Nickel-based superalloys belong to a special class of high-performance alloys characterised by a significant amount of nickel. Differences between nickel-based superalloys are usually evident in the material composition, which are customised to produce specific properties depending on the intended use.
The uniqueness of superalloys lies in the design features, most notably mechanical strength, durability, and resistance to several factors that may otherwise damage conventional materials.
Properties of nickel-based superalloys
Superalloys possess a face-centred cubic structure  that interlink the pre-identified metals that are designed to be included in the material. The combination of metallic elements depends on the properties that need to emerge from the alloy.
Some of the most common properties of nickel-based superalloys include:
Ni-based superalloy products such as Inconel 625 exhibit a tensile strength of 690 MPa and a yield strength of 275 MPa. Meanwhile, some other products can reach up to 1125 MPa in yield strength. These figures are significantly higher than those of diamond or titanium.
High heat resistance
What’s unique about Ni-based alloys is their resistance to high temperatures. While some materials experience a decrease in mechanical strength when exposed to high heat , superalloys have an intrinsic thermal protection that keeps the material integrity intact.
Some nickel-based superalloys can withstand temperatures beyond 1200°C, depending on the composition of the alloy.
When exposed to oxidation, superalloys of this kind naturally create a protective oxide phase layer on the surface of the alloy. As a result, the material is able to resist oxidative corrosion . This is the reason why some nickel superalloys are also used in industries where the equipment needs to be submerged in seawater.
The weldability of nickel-based superalloys is significantly better than that of other metals and alloys. This may be attributed to the material’s elevated creep resistance and high yield strength.
Examples of nickel-based superalloys
Here are some commonly used nickel-based superalloys available in the market:
- Conventional casting: Rene 80, In-713LC
- Single-crystal alloys: Rene N5, CMSX-10, TMS 138, TMS 173
- Wrought superalloys: Inconel 718, Nimonic 80A
- Powder-processed superalloys: Rene 95, Inconel 100, N18
Inconel is a popular group of Ni-Cr superalloys known for resistance to oxidation and corrosion, as well as high strength even when exposed to extreme temperatures.

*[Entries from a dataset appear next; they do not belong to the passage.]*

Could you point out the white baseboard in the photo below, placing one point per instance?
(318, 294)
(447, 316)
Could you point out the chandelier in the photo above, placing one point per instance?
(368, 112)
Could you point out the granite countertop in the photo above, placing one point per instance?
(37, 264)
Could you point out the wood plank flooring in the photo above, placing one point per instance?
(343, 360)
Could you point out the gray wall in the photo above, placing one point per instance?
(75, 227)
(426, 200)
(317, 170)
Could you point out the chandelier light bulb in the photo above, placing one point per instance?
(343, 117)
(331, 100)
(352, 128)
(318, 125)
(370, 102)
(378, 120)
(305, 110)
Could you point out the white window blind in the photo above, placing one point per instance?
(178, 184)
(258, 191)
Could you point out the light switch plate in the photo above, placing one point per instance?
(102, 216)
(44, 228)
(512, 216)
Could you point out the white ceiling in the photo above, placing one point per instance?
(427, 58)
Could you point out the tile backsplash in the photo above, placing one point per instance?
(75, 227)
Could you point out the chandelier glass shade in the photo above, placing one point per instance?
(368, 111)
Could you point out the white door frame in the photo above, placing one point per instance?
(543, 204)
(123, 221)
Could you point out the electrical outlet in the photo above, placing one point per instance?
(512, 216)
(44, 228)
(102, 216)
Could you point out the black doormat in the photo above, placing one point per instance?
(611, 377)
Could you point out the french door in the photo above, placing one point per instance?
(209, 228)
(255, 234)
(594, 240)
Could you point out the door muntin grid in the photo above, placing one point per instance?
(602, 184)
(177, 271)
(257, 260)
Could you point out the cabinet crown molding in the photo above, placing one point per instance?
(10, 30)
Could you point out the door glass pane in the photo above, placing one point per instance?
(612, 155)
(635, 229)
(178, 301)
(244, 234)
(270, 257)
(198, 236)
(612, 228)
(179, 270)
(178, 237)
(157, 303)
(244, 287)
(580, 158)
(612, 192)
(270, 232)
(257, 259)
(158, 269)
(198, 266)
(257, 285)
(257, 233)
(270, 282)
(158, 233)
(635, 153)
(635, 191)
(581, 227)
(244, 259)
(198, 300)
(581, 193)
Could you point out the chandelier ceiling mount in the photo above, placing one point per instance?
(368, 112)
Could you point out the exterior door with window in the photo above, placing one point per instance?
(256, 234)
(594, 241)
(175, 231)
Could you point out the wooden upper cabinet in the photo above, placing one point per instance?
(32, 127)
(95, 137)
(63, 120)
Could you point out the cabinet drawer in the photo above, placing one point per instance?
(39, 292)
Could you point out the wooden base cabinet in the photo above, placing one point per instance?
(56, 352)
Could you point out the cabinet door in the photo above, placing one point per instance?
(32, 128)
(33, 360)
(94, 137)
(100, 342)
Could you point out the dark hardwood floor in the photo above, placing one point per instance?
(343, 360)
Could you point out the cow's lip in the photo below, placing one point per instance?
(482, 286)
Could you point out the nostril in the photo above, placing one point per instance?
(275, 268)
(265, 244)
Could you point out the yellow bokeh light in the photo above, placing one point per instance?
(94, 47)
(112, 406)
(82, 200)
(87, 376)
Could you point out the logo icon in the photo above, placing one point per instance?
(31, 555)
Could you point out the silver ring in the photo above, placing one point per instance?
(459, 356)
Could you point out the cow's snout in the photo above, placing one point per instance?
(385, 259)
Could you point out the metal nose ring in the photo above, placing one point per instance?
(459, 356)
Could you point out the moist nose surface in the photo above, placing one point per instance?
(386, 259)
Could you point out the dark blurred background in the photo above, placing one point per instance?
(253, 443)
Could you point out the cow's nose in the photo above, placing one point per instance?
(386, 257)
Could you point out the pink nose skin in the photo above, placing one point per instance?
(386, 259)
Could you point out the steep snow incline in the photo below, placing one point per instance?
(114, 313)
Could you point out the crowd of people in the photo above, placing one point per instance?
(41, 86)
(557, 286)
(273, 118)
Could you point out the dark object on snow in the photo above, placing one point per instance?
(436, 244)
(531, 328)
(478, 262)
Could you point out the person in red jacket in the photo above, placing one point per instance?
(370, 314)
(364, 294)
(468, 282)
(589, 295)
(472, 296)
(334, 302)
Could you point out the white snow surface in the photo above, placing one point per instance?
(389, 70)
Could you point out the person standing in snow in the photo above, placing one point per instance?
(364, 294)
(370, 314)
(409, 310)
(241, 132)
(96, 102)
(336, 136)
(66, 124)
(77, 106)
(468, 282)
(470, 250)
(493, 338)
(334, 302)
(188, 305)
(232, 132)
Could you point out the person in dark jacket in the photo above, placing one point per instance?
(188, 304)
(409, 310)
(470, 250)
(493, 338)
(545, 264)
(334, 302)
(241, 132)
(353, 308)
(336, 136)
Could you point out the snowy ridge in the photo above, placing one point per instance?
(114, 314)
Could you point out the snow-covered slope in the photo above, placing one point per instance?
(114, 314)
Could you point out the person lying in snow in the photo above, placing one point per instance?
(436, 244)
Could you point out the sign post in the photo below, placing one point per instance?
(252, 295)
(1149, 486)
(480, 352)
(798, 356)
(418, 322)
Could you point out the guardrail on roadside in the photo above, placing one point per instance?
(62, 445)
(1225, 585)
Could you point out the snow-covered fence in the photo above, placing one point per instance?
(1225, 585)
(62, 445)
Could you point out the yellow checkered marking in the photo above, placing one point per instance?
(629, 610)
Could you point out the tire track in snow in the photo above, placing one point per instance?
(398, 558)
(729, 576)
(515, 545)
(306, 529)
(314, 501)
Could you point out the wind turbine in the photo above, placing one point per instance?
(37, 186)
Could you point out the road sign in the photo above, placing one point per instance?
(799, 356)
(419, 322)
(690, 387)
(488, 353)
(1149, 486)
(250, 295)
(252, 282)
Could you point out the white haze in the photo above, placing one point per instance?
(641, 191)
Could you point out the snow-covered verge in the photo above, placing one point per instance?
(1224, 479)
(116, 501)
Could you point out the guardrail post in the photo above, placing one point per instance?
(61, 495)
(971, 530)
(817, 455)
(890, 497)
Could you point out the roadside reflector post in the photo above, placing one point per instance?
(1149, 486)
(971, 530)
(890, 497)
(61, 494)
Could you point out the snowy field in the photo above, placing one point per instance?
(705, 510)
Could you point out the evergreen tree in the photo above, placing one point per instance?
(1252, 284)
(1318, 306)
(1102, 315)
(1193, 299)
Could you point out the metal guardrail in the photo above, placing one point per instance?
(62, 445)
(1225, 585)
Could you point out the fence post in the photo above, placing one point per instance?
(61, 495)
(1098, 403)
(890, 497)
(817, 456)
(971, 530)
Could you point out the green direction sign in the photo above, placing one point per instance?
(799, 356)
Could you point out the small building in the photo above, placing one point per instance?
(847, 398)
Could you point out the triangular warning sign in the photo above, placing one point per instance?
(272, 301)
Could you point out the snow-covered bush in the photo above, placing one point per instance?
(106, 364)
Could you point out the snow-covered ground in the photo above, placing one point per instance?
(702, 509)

Some products included in this family of superalloys include Inconel 600, Inconel 625, Inconel 690, and Inconel X-750.
Production and processing
Composition of the superalloy will largely depend on the target use of the material. Nickel superalloys may contain as little as 2 other metal components, or up to as high as 10 alloying elements comprising close to half of the entire alloy weight.
When fused with solutes such as titanium or aluminium, an equilibrium microstructure composed of gamma and gamma-prime is formed. The latter provides the superalloy with its characteristic strength in the presence of elevated temperature .
Superalloys may be manufactured in different forms such as powder, wrought, or cast, and it’s the same condition with nickel-based superalloys .
Ni-based cast superalloys absorb material strength through either solid solution treatment or precipitation strengthening. Common elements that provide solid solution strengthening include chromium, cobalt, iron, molybdenum, niobium, tantalum, and tungsten.
Heat treatment fortifies the intrinsic strength of the superalloy. This process may be carried out through high solution annealing, low solution annealing, and stress relief.
Applications of nickel-based superalloys
Owing to its excellent heat resistance, nickel-based superalloys are perfect components for high-speed and high-friction applications that generate heat. The material has found its way in the manufacturing of engine parts and accessories for aircraft and aerospace equipment.
Combustion vessels are expected to experience extremely high temperatures, and this is where Ni-based alloys are best used.
Similar to combustion equipment, steam turbine power plants require temperature-resistant materials such as nickel-based superalloys to keep the system preserved and intact.
With the combination of corrosion resistance and material strength in the face of extreme heat, this kind of superalloy works well in the nuclear industry. Some nuclear plants use nickel-based superalloys for the reactor core, control rod, and similar parts.